Note that when \(x_2 = b(x_1)\), \(p(x_1, b(x_1)) = 1/2\) and, for any \(x_1\), \(p(x_1, x_2)\) is continuously increasing in \(x_2\) from 0 to 1. In this sense the curve \((x_1,b(x_1)), x_1 \in [0,1]\) represents the Bayes boundary between categories 0 and 1 of the dependent variable \(Y\).

Data Generation

The following functions are designed to generate training and test sets of variable size, given specific forms of the boundary function \(b(x)\) and parameter \(a\).

We first define a function for \(p(x_1, x_2)\), given \(b(x), a\):

p1=function(x1,x2,a,b)
{
    if (x2<b(x1)) return((x2/b(x1))^a/2) else
      return(1- ((1-x2)/(1-b(x1)))^a/2)
}

The following function creates a dataframe of size \(n\), with columns x1, x2, y, p, where each row corresponds to a random observation \((x_1, x_2, y)\) from the above distribution, with \(a\) and function \(b\) parametric.

create_dataset=function(n, a, b)
{
  x1=runif(n, 0, 1)
  x2=runif(n, 0, 1)
  y=rep(0,n)
  p=rep(0,n)
  for (i in 1:n)
  {
    p[i]=p1(x1[i], x2[i], a, b)
    y[i]=rbinom(1,1,p[i])
  }
  dataset=data.frame(x1,x2,y,p)
  return(dataset)
}

As an example, we create a dataset of size 200, with parameter \(a=2\) and boundary function \[ b(x) = 0.7 + 0.1 x - 0.8 x^2 + 4 x^3 - 2.8 x^4 . \]

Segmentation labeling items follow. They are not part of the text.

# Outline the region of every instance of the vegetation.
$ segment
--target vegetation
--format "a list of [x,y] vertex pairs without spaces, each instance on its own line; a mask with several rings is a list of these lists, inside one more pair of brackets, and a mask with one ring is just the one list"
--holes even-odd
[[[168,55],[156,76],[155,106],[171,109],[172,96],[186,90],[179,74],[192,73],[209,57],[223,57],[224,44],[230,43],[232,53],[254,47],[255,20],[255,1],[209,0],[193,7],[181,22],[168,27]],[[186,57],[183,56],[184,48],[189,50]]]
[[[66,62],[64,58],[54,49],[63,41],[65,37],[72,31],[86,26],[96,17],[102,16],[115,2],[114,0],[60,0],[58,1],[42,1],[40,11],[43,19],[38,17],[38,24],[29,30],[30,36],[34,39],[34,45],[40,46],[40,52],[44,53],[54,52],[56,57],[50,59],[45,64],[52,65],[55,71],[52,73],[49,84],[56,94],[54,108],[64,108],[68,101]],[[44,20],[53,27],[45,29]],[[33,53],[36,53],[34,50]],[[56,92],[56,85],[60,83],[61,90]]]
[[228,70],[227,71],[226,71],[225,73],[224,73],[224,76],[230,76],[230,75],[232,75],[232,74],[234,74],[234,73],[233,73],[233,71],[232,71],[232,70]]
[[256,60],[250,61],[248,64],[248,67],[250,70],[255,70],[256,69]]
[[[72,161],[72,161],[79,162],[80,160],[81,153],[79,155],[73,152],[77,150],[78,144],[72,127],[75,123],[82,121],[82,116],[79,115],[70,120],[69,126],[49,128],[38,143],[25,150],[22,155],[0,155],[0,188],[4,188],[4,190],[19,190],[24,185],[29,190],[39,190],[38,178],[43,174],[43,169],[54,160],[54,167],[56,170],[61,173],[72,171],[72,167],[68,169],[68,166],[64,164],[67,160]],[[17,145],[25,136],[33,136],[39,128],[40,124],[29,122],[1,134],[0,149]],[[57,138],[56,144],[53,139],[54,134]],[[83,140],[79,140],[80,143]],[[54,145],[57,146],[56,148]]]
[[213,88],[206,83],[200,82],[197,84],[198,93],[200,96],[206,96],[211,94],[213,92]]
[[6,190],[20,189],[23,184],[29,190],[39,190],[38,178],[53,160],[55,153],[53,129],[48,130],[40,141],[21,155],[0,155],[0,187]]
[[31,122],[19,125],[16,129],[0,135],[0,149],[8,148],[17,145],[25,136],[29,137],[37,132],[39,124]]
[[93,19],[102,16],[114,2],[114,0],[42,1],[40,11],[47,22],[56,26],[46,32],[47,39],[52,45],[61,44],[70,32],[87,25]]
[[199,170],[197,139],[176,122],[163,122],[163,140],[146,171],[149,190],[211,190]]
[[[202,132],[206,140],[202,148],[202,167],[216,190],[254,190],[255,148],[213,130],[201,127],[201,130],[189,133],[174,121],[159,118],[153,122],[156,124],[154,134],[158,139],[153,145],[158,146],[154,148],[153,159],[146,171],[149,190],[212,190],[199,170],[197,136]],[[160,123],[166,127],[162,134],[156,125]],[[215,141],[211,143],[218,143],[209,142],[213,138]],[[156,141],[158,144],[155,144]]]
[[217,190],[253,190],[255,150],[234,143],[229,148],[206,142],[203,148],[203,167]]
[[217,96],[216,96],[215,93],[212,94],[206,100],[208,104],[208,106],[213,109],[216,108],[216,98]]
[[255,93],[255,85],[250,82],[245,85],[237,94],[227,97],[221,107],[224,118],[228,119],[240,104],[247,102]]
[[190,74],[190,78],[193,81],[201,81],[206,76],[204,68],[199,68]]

b=function(x) 0.7+0.1*x-0.8*x*2+4*x^3-2.8*x^4
a=2
dataset1=create_dataset(200,a,b)

We plot the data points \((x_1,x_2)\) with different colors and symbols for observations with \(y=0\) and \(y=1\), as well as the true boundary function.

plot(dataset1$x2~dataset1$x1, xlim=c(0,1), ylim=c(0,1), col=dataset1$y+1, pch=dataset1$y+2, cex=0.8)
x0=seq(0,1,0.01)
y0=b(x0)
lines(y0~x0)

KNN Algorithm Study

We can now simulate the application of knn algorithm to estimate the mean prediction error as a function of \(k\). The objective is to assess how the mean prediction error (i.e., the mean mislcassification rate) depends on the size of the training set and the value of parameter \(k\). We design the simulation experiment as follows.

We first generate a testing set of size \(n_2\), which we keep fixed. To assess the bias and variance of the predictions we generate a large number \(N\) of training sets of size \(n1\). For each training set \(m=1,\dots,N\) and each value \(k\) varying in a set \(K\) we apply the knn algorithm to predict the \(Y\) values for the observations of the test set. For \(i\) in the test set, we estimate \[ \hat{y}_i = \frac{1}{k} \sum_{j \in N(x_{i1}, x_{i2})} y_j \] where \(N(x_{i1}, x_{i2})\) is the \(k\)-neighborhood of \((x_{i1}, x_{i2})\) in the training set, i.e., the \(k\) observations of the training set that are closest to the point \((x_{i1}, x_{i2})\) of the test set, according to the Euclidean distance. We then compute the missclassification rate on the test set based on training set \(m\) and value \(k\): \[ MPE(m,k)=1- \frac{1}{n_2} \sum_{i=1}^{n_2} I(\hat{y}_i = y_i) . \] Finally, we estimate the mean prediction rate as function of \(k\) by averaging the corresponding values of \(MPE(m,k)\) over all training sets : \[ MPE(k) = \frac{1}{N} \sum_{m=1}^N MPE(m,k) . \] The following function implements the above experiment with parametric values of \(n_1, n_2, N, K, a, b\)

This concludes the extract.